Try them as an alternative to chickpeas for a super-creamy hummus.

One tablespoon offers 3 grams of fiber and healthy omega-3 fats.

Theyre also great for adding to baked goods or making granola or granola bars.

Ground up, theyre a great alternative to nuts in pesto sauce.

Shredded Wheat Cereal

1 cup shredded wheat cereal: 6.2 grams of fiber

Cereal lovers rejoice!

Shredded wheat cereal is a great way to get fiber in at any time of the day.

Choose an unsweetened version and add sweetness with fruit.

Sound Too Good to Be True?

Consuming too much can contribute to gastrointestinal (AKA tummy) discomfort and even malabsorption of nutrients.

However, this usually improves as the body adjusts to higher fiber intake.

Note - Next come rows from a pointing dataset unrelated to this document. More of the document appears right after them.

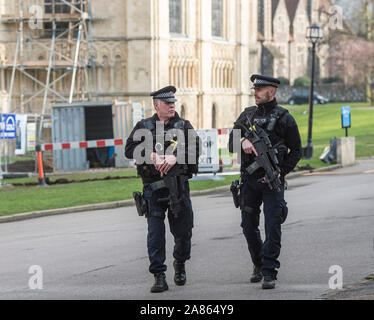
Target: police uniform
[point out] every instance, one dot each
(157, 195)
(284, 135)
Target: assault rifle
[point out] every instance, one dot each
(267, 154)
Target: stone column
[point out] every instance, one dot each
(204, 36)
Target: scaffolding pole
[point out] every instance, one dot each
(77, 35)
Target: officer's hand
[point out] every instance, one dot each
(248, 147)
(263, 180)
(157, 160)
(170, 161)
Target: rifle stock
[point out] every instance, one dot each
(267, 158)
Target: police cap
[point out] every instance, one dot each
(166, 94)
(263, 81)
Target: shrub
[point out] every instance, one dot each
(302, 82)
(331, 80)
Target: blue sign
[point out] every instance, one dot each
(8, 126)
(346, 117)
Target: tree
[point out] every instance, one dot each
(352, 52)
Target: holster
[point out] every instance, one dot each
(235, 186)
(176, 186)
(141, 204)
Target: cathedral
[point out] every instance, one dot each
(206, 48)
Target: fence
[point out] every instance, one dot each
(333, 92)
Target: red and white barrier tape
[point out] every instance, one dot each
(82, 144)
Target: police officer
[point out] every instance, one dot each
(284, 136)
(158, 196)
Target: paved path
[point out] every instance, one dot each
(102, 254)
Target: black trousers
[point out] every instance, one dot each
(253, 194)
(180, 227)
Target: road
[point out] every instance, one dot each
(102, 254)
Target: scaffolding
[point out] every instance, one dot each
(52, 53)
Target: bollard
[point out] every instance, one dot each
(39, 156)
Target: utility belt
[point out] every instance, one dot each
(176, 199)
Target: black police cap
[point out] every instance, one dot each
(166, 94)
(263, 81)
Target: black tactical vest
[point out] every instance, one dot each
(149, 171)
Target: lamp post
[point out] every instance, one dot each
(314, 33)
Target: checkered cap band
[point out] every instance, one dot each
(265, 82)
(164, 95)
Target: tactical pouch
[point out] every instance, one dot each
(141, 204)
(284, 211)
(235, 187)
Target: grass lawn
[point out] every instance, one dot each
(26, 199)
(326, 125)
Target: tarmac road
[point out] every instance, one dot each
(102, 254)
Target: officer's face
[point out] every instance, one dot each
(165, 110)
(264, 94)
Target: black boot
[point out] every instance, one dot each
(269, 282)
(256, 275)
(160, 284)
(180, 273)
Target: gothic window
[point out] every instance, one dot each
(175, 16)
(106, 78)
(261, 14)
(214, 117)
(183, 112)
(217, 18)
(56, 6)
(119, 71)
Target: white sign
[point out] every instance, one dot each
(137, 113)
(31, 132)
(209, 158)
(21, 123)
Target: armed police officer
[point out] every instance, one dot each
(276, 133)
(165, 164)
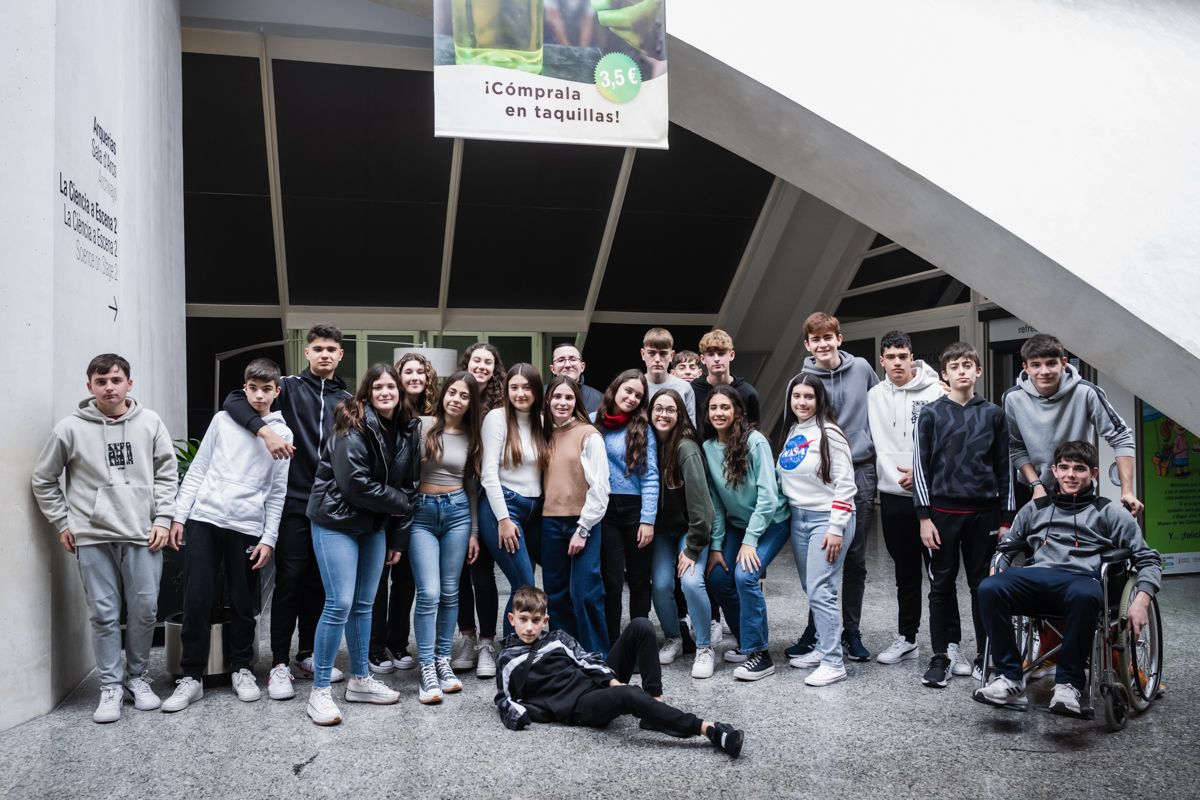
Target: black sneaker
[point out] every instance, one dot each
(804, 645)
(726, 738)
(852, 643)
(939, 673)
(756, 667)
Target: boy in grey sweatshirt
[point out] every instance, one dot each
(114, 517)
(1067, 531)
(1051, 404)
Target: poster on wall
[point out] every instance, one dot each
(1170, 475)
(556, 71)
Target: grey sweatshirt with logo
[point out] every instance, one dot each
(1077, 411)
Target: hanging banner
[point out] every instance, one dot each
(1170, 474)
(558, 71)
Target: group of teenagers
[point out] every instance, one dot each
(414, 487)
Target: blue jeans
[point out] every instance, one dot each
(574, 588)
(436, 551)
(739, 593)
(526, 515)
(820, 578)
(351, 565)
(666, 555)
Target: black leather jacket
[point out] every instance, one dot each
(366, 483)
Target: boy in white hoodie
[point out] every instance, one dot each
(892, 408)
(113, 516)
(232, 499)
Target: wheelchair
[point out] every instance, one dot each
(1123, 672)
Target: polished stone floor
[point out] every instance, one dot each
(879, 734)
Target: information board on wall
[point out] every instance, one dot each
(557, 71)
(1170, 473)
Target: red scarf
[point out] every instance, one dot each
(613, 421)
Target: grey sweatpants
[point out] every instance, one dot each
(108, 571)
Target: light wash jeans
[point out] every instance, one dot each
(437, 549)
(741, 590)
(351, 565)
(820, 578)
(667, 547)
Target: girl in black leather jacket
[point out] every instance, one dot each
(361, 498)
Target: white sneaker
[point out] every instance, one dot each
(1002, 691)
(900, 649)
(306, 671)
(808, 661)
(486, 665)
(825, 674)
(960, 665)
(138, 690)
(463, 656)
(322, 709)
(279, 685)
(245, 686)
(705, 662)
(1066, 701)
(670, 650)
(369, 690)
(187, 691)
(109, 708)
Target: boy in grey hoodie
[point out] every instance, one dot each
(114, 516)
(847, 379)
(1051, 404)
(1067, 531)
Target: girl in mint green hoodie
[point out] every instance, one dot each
(750, 525)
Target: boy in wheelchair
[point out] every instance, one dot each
(1067, 531)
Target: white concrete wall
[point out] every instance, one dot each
(66, 64)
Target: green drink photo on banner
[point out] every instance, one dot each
(499, 32)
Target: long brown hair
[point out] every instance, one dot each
(637, 425)
(471, 421)
(823, 416)
(737, 443)
(349, 413)
(579, 415)
(491, 395)
(669, 447)
(513, 455)
(429, 401)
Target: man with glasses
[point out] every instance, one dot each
(658, 349)
(565, 360)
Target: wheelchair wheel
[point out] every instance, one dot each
(1116, 710)
(1140, 660)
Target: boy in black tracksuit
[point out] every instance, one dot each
(963, 494)
(546, 677)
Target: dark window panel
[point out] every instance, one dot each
(672, 263)
(510, 257)
(205, 338)
(363, 253)
(695, 176)
(359, 133)
(538, 175)
(933, 293)
(229, 250)
(225, 136)
(887, 266)
(611, 349)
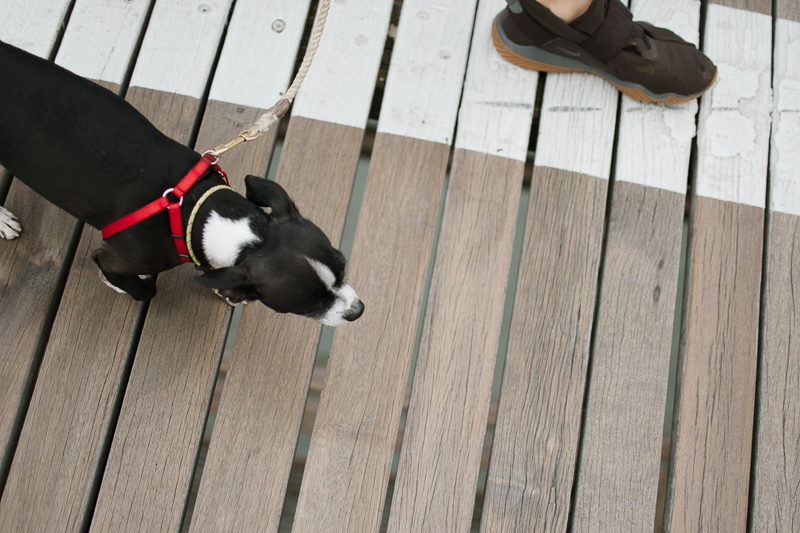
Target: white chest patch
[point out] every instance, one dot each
(223, 239)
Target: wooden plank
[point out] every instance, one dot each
(709, 476)
(776, 473)
(54, 477)
(443, 440)
(618, 475)
(352, 445)
(533, 457)
(33, 25)
(255, 433)
(755, 6)
(151, 461)
(351, 49)
(33, 263)
(351, 448)
(444, 435)
(624, 420)
(256, 429)
(530, 478)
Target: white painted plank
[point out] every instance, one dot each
(576, 132)
(258, 57)
(341, 81)
(427, 70)
(32, 24)
(654, 139)
(785, 159)
(733, 133)
(497, 104)
(180, 46)
(101, 37)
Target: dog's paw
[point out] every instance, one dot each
(9, 227)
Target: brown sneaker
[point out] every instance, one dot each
(645, 62)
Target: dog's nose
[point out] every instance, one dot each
(355, 311)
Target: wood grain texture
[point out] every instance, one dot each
(623, 430)
(67, 428)
(734, 121)
(789, 10)
(443, 439)
(30, 267)
(784, 149)
(33, 25)
(339, 87)
(655, 140)
(259, 52)
(151, 462)
(777, 468)
(429, 58)
(713, 419)
(180, 45)
(756, 6)
(529, 484)
(255, 433)
(356, 426)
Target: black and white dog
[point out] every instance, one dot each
(91, 153)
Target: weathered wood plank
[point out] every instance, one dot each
(55, 470)
(33, 263)
(151, 461)
(755, 6)
(256, 429)
(709, 475)
(351, 448)
(443, 440)
(624, 420)
(54, 476)
(776, 469)
(710, 459)
(538, 423)
(446, 424)
(33, 25)
(351, 49)
(618, 475)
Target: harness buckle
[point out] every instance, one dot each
(168, 191)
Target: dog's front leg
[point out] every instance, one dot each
(141, 288)
(9, 227)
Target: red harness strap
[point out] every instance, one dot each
(173, 208)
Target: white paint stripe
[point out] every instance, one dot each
(655, 140)
(341, 81)
(180, 46)
(32, 24)
(259, 53)
(576, 132)
(101, 37)
(785, 159)
(497, 104)
(427, 70)
(733, 132)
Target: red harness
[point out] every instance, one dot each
(174, 208)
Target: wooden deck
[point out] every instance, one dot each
(104, 401)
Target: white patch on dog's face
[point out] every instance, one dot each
(9, 227)
(346, 297)
(223, 239)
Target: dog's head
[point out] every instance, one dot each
(286, 262)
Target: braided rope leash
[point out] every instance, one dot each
(276, 112)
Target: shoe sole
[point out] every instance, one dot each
(634, 92)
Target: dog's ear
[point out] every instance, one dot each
(232, 283)
(270, 197)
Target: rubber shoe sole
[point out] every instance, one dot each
(549, 62)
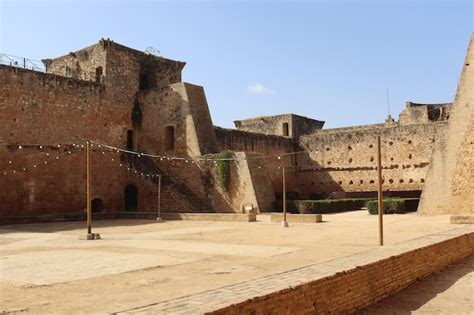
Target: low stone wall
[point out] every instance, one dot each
(231, 217)
(342, 285)
(296, 218)
(462, 219)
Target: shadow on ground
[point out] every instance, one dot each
(433, 289)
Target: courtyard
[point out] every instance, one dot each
(46, 268)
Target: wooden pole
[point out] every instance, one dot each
(89, 188)
(159, 198)
(380, 196)
(284, 223)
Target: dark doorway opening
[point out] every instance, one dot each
(286, 130)
(144, 82)
(130, 140)
(169, 138)
(98, 74)
(131, 198)
(97, 205)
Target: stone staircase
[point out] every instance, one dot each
(170, 182)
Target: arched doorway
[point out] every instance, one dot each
(130, 198)
(97, 205)
(286, 129)
(168, 139)
(98, 74)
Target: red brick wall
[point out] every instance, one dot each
(352, 289)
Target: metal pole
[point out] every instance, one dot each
(284, 223)
(89, 188)
(159, 199)
(380, 197)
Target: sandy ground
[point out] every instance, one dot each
(45, 268)
(450, 291)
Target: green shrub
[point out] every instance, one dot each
(223, 168)
(390, 206)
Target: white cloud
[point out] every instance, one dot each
(259, 88)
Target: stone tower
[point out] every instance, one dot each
(450, 180)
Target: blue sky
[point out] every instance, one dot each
(330, 60)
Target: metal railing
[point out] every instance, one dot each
(20, 62)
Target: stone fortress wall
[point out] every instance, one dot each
(116, 95)
(450, 179)
(342, 161)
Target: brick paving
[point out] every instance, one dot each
(220, 298)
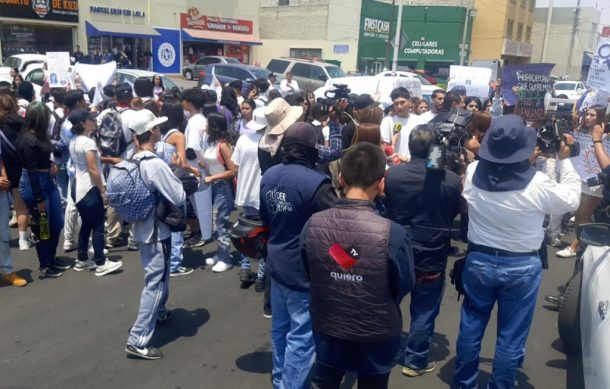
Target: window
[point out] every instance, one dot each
(301, 70)
(306, 53)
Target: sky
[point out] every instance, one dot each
(602, 5)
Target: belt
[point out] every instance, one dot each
(499, 252)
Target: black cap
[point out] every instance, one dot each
(80, 115)
(302, 133)
(123, 90)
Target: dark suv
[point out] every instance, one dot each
(226, 73)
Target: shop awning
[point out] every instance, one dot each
(189, 34)
(118, 29)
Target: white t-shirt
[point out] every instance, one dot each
(196, 135)
(245, 156)
(403, 126)
(79, 146)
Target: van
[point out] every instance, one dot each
(310, 75)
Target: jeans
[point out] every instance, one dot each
(513, 282)
(425, 305)
(155, 258)
(330, 378)
(245, 261)
(46, 249)
(293, 345)
(6, 261)
(92, 212)
(176, 255)
(222, 200)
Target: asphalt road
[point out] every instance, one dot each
(70, 332)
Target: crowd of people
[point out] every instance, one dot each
(356, 217)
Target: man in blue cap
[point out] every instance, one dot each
(507, 200)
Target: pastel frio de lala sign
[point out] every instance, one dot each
(55, 10)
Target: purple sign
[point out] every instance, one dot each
(532, 81)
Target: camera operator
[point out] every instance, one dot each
(425, 203)
(507, 201)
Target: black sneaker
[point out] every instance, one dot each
(144, 353)
(61, 264)
(259, 285)
(49, 272)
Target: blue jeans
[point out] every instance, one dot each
(245, 261)
(155, 261)
(293, 344)
(513, 282)
(176, 255)
(46, 249)
(425, 304)
(222, 200)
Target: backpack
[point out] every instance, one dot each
(127, 193)
(110, 134)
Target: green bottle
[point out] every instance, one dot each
(43, 224)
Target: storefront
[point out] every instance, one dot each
(430, 38)
(37, 26)
(204, 35)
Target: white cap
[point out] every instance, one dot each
(144, 121)
(259, 121)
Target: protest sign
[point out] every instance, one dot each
(586, 164)
(91, 75)
(532, 82)
(58, 65)
(475, 80)
(599, 73)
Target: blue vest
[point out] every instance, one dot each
(287, 195)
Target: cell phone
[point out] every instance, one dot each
(341, 256)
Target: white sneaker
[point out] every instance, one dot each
(568, 252)
(210, 261)
(92, 253)
(221, 266)
(24, 244)
(108, 267)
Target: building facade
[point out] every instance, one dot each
(559, 37)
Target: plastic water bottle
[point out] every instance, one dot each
(43, 224)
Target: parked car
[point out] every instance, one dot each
(572, 90)
(225, 73)
(310, 75)
(194, 71)
(130, 76)
(583, 321)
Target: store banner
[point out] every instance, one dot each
(531, 82)
(55, 10)
(475, 80)
(166, 49)
(599, 73)
(58, 64)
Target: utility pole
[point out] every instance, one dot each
(574, 32)
(397, 39)
(547, 29)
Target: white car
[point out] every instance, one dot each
(572, 90)
(583, 321)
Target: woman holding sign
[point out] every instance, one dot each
(593, 125)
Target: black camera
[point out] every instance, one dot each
(449, 143)
(551, 135)
(333, 96)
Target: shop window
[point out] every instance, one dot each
(306, 53)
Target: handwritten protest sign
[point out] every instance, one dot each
(599, 73)
(476, 80)
(58, 64)
(586, 164)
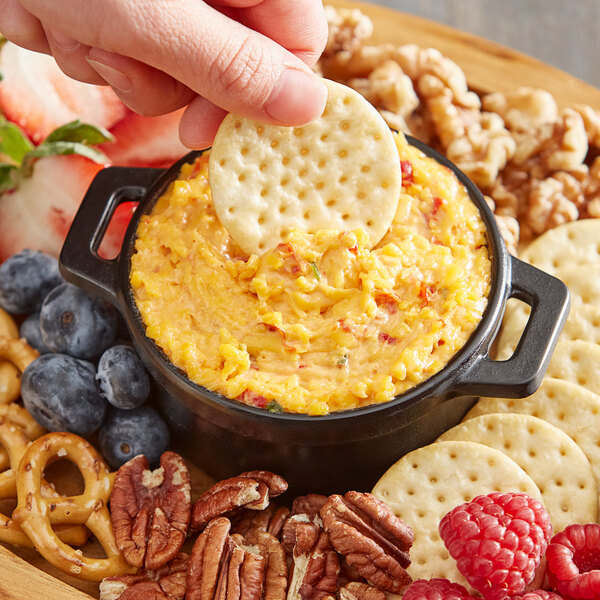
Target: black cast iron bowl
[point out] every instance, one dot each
(339, 451)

Aim for around 7-10 grams per meal or snack to avoid gut issues related to fiber intake.

And dont forget to increase fluid intake as you increase your fiber intake.

If you are going to select packaged foods, take a look at the label.

So, look for items that provide at least 3-5 grams of fiber per serving.

Hitsky adds, Don’t forget the frozen and canned section of the grocery store!

There are some hidden fiber gems like beans that are shelf-stable, affordable, and high-fiber.